Das Jahr begann so, wie es endete: mit ausgeprägter Euphorie in den Positionierungsdaten. Zu Jahresbeginn standen die Präsidentschaft von Donald Trump und der feste Glaube an den amerikanischen Exzeptionalismus im Zentrum der Marktpositionierung. Die Ernüchterung folgte jedoch rasch. Massive Zollkonflikte, die Trump bereits im ersten Quartal auslöste, führten im März und April zu einem scharfen Abverkauf an den Märkten. Vom Hoch aus verlor der S&P 500 rund 21%. Mittlerweile notieren US-Aktien jedoch wieder auf Allzeithochs und sind – gemessen an ihren Gewinnen – historisch hoch bewertet.

Gold löst die US-Langläufer ab

Das erste zentrale Ereignis des Jahres war die Erkenntnis, dass langlaufende US-Staatsanleihen im Zuge des zollgetriebenen Sell-offs nicht mehr als sicherer Hafen fungierten. Stattdessen wurden sie wie ein klassisches Risk-on-Asset gehandelt und brachen gemeinsam mit den Aktienmärkten ein. Damit wurde endgültig zementiert, dass das traditionelle 60/40-Portfolio faktisch nicht mehr funktioniert. Während langlaufende Anleihen versagten, übernahm Gold diese Rolle und verzeichnete eine deutliche Nachfrage. Kurz darauf setzte eine massive Rally bei Silber und Minenaktien ein. Silber verzeichnete mit einem Anstieg um 142,3% das zweitbeste Jahr seiner Geschichte, während Gold um 62,5% zulegte. Diese Entwicklung unterstreicht eindrucksvoll, dass Investoren in einem Umfeld fiskalischer Dominanz und struktureller Unsicherheit verstärkt reale Werte suchen.

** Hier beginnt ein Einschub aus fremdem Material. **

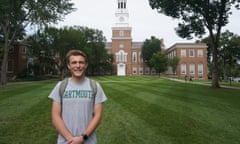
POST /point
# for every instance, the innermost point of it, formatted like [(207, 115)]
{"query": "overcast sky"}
[(145, 22)]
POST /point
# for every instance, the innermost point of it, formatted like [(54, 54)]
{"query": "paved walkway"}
[(202, 83)]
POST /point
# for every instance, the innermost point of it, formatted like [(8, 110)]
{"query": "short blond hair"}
[(76, 53)]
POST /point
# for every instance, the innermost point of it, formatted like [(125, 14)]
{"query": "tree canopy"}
[(150, 46), (196, 18), (52, 44)]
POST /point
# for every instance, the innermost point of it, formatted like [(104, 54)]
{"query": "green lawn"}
[(139, 110)]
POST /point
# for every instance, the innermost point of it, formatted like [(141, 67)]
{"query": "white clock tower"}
[(122, 14), (122, 40)]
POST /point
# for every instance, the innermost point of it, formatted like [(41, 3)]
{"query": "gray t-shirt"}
[(77, 107)]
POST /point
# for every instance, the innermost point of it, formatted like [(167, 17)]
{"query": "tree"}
[(150, 46), (197, 16), (159, 61), (173, 62), (57, 42), (16, 15)]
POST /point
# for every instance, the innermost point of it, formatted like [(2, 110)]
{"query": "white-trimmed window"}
[(121, 33), (121, 56), (140, 57), (140, 70), (191, 53), (24, 50), (200, 68), (183, 53), (134, 72), (192, 68), (183, 68), (134, 57), (10, 66), (200, 53)]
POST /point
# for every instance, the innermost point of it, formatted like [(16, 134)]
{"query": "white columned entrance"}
[(121, 69)]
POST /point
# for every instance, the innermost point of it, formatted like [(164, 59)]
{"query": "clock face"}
[(121, 19)]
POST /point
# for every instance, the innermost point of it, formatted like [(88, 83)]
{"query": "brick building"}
[(192, 60), (17, 59), (127, 54)]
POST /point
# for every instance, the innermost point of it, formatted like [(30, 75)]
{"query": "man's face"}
[(77, 65)]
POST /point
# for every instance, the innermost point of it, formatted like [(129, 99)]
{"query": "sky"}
[(145, 22)]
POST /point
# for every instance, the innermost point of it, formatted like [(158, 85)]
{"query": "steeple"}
[(122, 14)]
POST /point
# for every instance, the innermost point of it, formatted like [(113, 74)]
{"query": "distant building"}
[(192, 60), (128, 58), (17, 60)]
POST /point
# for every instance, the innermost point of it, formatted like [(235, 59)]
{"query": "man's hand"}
[(76, 140)]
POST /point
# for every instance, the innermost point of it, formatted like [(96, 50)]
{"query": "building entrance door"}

Niemand kann den US-Haushalt noch retten

Das zweite zentrale Marktsignal – neben dem gleichzeitigen Einbruch von Aktien und Staatsanleihen – war das Scheitern von DOGE, dem US-Sparprogramm zur Reduzierung des gewaltigen Haushaltsdefizits. Wenn selbst radikale Maßnahmen, zu denen die US-Regierung mit Unterstützung von Elon Musk bereit war, nicht einmal eine spürbare Delle in das Defizit schlagen können, muss davon ausgegangen werden, dass dieses strukturelle Problem künftig nicht mehr ernsthaft angegangen wird. Darauf folgte eine 180-Grad-Wende in der US-Wirtschafts- und Fiskalpolitik. Die Schuldenproblematik soll nicht länger über Austerität gelöst werden, sondern durch gezielte Inflationierung der Wirtschaft – „run it hot“. Diese Strategie verfolgt die US-Regierung seither konsequent weiter.

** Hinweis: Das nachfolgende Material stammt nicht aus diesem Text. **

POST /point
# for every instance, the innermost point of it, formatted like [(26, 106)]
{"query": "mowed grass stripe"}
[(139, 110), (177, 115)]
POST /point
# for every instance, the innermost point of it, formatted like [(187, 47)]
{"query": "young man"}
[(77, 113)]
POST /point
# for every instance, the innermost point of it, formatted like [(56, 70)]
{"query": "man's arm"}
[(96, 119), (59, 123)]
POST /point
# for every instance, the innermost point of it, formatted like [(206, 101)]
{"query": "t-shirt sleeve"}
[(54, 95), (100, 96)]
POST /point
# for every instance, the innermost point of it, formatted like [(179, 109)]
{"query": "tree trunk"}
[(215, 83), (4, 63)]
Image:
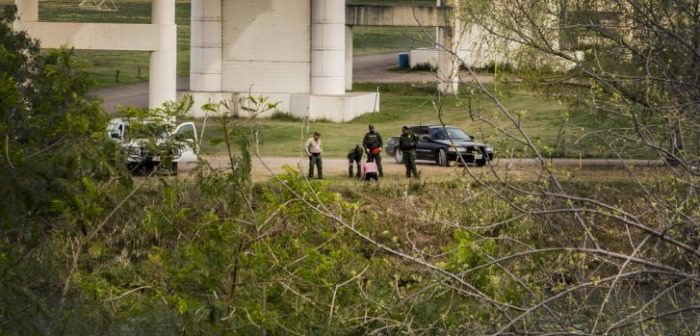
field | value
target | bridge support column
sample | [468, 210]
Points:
[27, 10]
[328, 47]
[348, 58]
[162, 84]
[448, 39]
[206, 46]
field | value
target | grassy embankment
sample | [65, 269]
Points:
[133, 66]
[542, 118]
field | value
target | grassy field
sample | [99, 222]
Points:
[542, 118]
[133, 66]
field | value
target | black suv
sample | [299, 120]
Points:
[442, 145]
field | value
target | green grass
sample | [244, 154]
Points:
[373, 40]
[542, 118]
[133, 66]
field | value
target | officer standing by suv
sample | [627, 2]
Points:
[407, 143]
[373, 146]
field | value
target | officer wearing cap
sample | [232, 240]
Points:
[407, 143]
[313, 150]
[373, 146]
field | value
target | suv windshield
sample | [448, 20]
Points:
[453, 133]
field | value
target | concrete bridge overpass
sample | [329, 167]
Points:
[296, 52]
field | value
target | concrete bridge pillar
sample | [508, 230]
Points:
[348, 58]
[206, 46]
[162, 83]
[328, 47]
[449, 36]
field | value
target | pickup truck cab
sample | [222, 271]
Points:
[154, 143]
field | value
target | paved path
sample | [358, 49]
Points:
[366, 68]
[335, 167]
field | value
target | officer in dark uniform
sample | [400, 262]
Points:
[355, 156]
[407, 143]
[373, 145]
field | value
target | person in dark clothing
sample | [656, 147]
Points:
[373, 143]
[369, 170]
[407, 144]
[355, 156]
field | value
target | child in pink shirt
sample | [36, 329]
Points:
[370, 171]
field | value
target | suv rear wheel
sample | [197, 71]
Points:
[441, 158]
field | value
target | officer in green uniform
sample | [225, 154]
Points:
[373, 143]
[355, 155]
[407, 143]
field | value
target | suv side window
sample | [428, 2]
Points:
[420, 130]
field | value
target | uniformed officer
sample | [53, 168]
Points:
[407, 143]
[373, 146]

US-Underperformance trotz KI-Hype

Das vierte markante Ereignis war die ausgeprägte Underperformance der US-Aktienmärkte. Die USA wurden aus Sicht eines internationalen Anlegers von nahezu allen anderen Ländern outperformt. Das ist insofern bemerkenswert, als das Jahr klar vom KI-Narrativ geprägt war – und künstliche Intelligenz zweifellos eine US-Aktiengeschichte ist. Selbst die enorme Innovationskraft der führenden US-Unternehmen reichte nicht mehr aus, um internationale Märkte zu schlagen. In Euro gerechnet wird deutlich, wie mau die Performance für internationale Anleger in US-Aktien tatsächlich ausfiel.

Ein zentraler Grund für die schwache Rendite war die ausgeprägte Dollarschwäche in diesem Jahr. Der Greenback verzeichnete sein schwächstes Jahr seit 2017.

2025 war aus Sicht der Kapitalmärkte in vielerlei Hinsicht ein historisches Jahr. Damit reiht sich 2025 nahtlos in die 2020er-Jahre ein, in denen bislang jedes einzelne Jahr von bedeutenden Anomalien geprägt war und lang gehegte Glaubenssätze vieler Anleger nachhaltig infrage gestellt wurden.